- Born: 1495 Herstmonceux Castle, Sussex, England
- Died: 1531 (aged 35–36)
- Noble family: Fiennes Bourchier
- Spouse: Henry Norris
- Issue: Sir William Norris Edward Norris Henry Norris, 1st Baron Norreys Mary Norris
- Father: Thomas Fiennes, 8th Baron Dacre
- Mother: Anne Bourchier
- Occupation: Maid of Honour

= Mary Fiennes (lady-in-waiting) =

English courtier

Mary Fiennes (1495–1531) was an English courtier. She was the wife of Henry Norris. Norris was executed for treason as one of the alleged lovers of her cousin, Anne Boleyn, the second wife of King Henry VIII. Mary lived for six years at the French court as a Maid of Honour to queens consort Mary Tudor, wife of Louis XII; and Claude of France, wife of Francis I.

== Family and early years ==
Mary was born at Herstmonceux Castle in Sussex in 1495, the only daughter of Thomas Fiennes, 8th Baron Dacre and Anne Bourchier. By both her father and mother she was descended from Edward III. She had two younger brothers, Sir Thomas and John. Her mother was an elder half-sister of Elizabeth Howard and Lord Edmund Howard, making queen consorts Anne Boleyn and Catherine Howard a cousin of Mary. Her paternal grandmother, Alice FitzHugh, was sister to Elizabeth FitzHugh, grandmother of Catherine Parr, making her cousin to yet another queen consort of Henry VIII.

In 1514, Mary was appointed a Maid of Honour to Princess Mary Tudor and accompanied her to France when the latter married King Louis XII of France. Afterwards she served in the capacity to Queen Mary's successor, Queen Claude, consort of the new king Francis I of France. Among her fellow Maids of Honour were her cousins, Mary (a mistress of Henry VIII) and Anne Boleyn.

== Marriage and children ==
Mary attended the Field of the Cloth of Gold in 1520, where she met the courtier, Henry Norreys or Norris (1491 – 17 May 1536) of Yattendon in Berkshire. They married on their return to England

Norris served King Henry VIII as a Gentleman of the Bedchamber, and was held in high favour by the King. He was later appointed Groom of the Stool and continued to enjoy the King's favour. According to biographer Eric Ives, Norris was "perhaps the nearest thing Henry had to a friend." Norris had control of King Henry's Privy chamber.

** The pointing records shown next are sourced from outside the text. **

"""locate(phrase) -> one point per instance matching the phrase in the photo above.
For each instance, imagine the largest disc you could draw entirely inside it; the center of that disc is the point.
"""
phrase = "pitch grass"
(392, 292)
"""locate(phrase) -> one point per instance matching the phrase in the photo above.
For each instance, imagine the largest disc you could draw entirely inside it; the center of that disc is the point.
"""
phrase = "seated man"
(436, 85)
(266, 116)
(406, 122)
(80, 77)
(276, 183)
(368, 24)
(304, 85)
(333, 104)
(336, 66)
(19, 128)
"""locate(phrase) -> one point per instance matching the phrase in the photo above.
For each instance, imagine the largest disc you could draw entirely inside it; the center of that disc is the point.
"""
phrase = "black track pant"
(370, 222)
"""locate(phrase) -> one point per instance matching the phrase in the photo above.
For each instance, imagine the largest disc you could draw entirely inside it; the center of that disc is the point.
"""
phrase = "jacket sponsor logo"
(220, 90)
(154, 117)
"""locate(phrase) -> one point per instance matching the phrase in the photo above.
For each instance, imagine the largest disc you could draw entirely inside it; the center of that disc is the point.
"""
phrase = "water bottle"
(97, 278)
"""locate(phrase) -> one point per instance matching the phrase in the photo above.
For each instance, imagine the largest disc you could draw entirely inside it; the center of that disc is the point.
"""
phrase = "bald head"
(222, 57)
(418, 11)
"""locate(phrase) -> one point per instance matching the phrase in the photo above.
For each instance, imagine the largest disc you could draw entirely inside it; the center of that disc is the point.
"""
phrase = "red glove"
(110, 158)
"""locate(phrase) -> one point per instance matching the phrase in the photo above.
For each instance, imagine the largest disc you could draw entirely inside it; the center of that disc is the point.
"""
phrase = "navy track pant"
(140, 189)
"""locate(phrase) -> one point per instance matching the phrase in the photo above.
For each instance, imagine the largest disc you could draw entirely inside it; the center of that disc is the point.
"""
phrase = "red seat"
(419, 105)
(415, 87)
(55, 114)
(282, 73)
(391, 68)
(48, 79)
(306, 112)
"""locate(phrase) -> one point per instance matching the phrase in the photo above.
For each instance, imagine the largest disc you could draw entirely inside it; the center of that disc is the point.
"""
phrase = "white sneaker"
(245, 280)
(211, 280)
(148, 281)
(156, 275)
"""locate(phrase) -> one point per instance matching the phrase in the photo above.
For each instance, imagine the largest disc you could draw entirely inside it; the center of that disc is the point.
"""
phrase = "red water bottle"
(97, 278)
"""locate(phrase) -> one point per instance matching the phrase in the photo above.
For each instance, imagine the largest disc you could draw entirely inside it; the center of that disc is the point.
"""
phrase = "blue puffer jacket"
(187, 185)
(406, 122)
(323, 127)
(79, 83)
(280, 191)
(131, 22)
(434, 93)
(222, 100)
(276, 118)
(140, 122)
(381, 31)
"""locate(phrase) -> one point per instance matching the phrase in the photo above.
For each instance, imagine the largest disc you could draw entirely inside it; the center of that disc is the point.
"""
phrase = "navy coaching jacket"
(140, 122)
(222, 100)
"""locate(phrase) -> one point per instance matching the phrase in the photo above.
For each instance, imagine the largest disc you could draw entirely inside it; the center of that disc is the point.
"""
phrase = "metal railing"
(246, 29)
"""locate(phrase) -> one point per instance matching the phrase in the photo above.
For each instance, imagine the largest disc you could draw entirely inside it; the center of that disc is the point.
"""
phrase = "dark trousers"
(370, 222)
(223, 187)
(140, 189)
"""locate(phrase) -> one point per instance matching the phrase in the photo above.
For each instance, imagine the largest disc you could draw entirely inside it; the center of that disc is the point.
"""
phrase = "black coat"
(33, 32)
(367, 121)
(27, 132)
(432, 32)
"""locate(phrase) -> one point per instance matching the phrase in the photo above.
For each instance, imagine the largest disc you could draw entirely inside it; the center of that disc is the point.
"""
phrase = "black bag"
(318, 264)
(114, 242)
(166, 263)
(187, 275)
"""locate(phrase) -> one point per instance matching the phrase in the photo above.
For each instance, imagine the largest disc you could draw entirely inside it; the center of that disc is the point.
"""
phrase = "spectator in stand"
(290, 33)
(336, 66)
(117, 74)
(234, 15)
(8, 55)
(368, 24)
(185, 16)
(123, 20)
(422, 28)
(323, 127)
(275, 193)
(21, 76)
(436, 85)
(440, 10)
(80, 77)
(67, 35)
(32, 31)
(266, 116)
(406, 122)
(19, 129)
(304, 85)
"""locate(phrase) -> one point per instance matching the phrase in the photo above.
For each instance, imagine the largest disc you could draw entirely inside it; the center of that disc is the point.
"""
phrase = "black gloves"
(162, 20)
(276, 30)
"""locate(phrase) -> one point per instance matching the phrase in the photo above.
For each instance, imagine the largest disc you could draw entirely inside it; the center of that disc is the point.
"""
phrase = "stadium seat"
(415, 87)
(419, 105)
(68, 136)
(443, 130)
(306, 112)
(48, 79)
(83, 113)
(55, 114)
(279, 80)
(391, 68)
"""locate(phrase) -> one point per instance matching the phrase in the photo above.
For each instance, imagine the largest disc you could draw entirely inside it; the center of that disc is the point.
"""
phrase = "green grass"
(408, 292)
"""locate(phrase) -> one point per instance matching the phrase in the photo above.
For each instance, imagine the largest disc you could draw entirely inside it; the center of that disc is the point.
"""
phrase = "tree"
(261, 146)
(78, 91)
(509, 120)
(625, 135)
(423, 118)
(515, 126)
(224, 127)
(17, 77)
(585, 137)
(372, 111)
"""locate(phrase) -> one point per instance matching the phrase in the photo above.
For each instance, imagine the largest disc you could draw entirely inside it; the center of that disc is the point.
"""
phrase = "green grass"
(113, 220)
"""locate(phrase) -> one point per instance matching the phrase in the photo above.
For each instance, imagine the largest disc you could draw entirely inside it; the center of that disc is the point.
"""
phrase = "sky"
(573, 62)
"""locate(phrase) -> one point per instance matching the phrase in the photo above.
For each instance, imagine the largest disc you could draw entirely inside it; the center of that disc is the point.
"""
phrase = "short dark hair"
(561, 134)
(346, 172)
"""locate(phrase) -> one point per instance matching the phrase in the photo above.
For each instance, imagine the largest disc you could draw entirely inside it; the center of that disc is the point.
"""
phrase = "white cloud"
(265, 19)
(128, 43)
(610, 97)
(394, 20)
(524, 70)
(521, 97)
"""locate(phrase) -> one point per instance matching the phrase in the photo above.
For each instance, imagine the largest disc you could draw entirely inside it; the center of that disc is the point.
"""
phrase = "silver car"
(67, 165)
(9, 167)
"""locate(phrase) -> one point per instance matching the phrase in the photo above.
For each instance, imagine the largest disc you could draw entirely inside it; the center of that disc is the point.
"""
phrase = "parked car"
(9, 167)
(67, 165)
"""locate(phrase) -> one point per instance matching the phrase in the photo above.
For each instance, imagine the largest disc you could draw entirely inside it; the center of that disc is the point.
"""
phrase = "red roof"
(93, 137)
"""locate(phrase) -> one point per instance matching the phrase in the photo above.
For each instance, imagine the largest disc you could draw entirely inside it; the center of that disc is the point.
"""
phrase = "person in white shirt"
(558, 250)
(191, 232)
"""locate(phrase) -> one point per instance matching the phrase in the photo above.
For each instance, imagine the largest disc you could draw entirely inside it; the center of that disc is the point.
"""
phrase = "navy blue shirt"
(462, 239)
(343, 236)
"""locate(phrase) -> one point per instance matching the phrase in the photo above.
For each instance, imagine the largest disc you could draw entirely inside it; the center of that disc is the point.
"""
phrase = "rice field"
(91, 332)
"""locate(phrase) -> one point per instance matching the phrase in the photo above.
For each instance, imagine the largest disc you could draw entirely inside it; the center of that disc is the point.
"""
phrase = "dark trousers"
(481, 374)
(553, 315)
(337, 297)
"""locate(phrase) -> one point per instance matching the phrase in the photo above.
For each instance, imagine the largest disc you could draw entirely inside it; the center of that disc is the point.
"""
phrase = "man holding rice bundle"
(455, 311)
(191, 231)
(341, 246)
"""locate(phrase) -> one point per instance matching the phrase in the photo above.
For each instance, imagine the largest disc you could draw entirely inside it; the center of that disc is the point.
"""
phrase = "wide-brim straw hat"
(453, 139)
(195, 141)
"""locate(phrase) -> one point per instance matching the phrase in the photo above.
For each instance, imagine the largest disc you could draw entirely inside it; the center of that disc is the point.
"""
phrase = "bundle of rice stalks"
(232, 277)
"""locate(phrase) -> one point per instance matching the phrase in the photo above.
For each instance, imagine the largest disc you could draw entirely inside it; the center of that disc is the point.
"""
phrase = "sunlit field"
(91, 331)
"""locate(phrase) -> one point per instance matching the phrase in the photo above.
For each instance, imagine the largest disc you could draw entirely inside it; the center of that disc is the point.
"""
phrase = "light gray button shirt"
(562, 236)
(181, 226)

Henry and Mary had three children:
- Edward Norris (died 1529)
- Mary Norris (c. 1523-1570), who married firstly Sir George Carew, at which time Catherine Howard gave her a "pair of beads", and secondly Sir Arthur Champernowne, by whom she had issue.
- Henry Norris, 1st Baron Norreys (c. 1525 – 1601), married Margaret Williams of Rycote, by whom he had issue.

== Death ==
Mary died in 1531, a year after her mother. Five years later her husband was attainted and executed for treason as one of the five alleged lovers of her cousin Queen Anne Boleyn, who herself was beheaded at the Tower of London on 19 May 1536.

Their two orphaned children, one having already died in 1529, were raised by Norris's brother Sir John Norris.